Yeni Eczane, 1952

“Babam bu hafta nöbetçi! Her akşam geç vakitlere kadar sokakta oynayabilirim, yaşasın.” Bunu söyleyen benim ve bir mahalle arkadaşımla konuşuyorum. Oysa babamın sıcak yaz günlerinde sokağa çıkmama her hangi bir itirazı olmazdı, ama geç kalmamam konusunda ısrarcıydı. Tüm sevincim de bunaydı babam nöbetçi olduğu haftalar. Eskiden eczanelerde bir hafta nöbet tutulurdu ve kalfalar bir hafta boyunca geceleri eczanede yatarlardı. Yeni Eczaneyle ilgili ilk anılarımın nöbet haftalarıyla başlamasının nedeni, böyle bir durumla ilk karşılaştığımda muhtemelen henüz eczaneye ayak basamayacak kadar küçük olmamdır diye düşünüyorum.

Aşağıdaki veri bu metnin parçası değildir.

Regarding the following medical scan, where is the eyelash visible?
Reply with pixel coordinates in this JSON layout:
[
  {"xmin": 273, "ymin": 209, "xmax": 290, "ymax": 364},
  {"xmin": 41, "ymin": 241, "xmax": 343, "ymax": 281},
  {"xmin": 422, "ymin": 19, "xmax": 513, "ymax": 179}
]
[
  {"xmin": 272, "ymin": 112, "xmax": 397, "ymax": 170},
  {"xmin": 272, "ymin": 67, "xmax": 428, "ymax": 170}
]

Uzun sürmüş bir yazın son demlerini yaşadığımız bir sonbahar öğleden sonrası sarı ve sıcak gökyüzünün altında, Yeni Eczane’nin ortasında, ayakta dikilmiş babama bakıyorum. Babam ise para kasasının önünde ayakta dikilmiş, üzerinde açık yeşil renkte küçük kareleri olan kısa kollu bir gömlek ile koyu yeşil bir pantolon, ağzında sigarası, ayaklarında beyaz çorap ve o zamanlar moda olan sandaletleri, bir hastasının reçetesini hazırlamış olmanın verdiği rahatlıkla aldığı paranın üstünü vermeye çalışıyor. Apansızın tanıdık bir sesle irkilerek arkama dönüyorum ve karşımda dedem, o upuzun boyu ile, üzeride siyah bir pantolon ve kolları sıvanmış uzun ince gri bir gömlek, ayaklarında her zaman siyah ayakkabıları, bize bakıyor. Tekrar arkama dönüyorum ve babamı, dumanı dalga dalga göklere yükselen sigarasını ne yapacağını bilemez bir durumda öylece dedeme bakakalmış olarak buluyorum. Sağ eliyle sigarasını söndürmeye çalışıyor, sol eliyle de yükselen sigara dumanlarını dağıtmaya çabalıyor. Ben tekrar arkama dönüyorum ve dedemi, bir adım geri atarak eczaneden dışarıya çıkmaya çalışırken görüyorum. Aslında vitrine bakarak vakit geçirmeye, daha doğrusu babama toparlanması için vakit yaratmaya çalışıyordu. Sonra içeriye giriyor ve hiçbir şey olmamış gibi bizleri selamlıyor.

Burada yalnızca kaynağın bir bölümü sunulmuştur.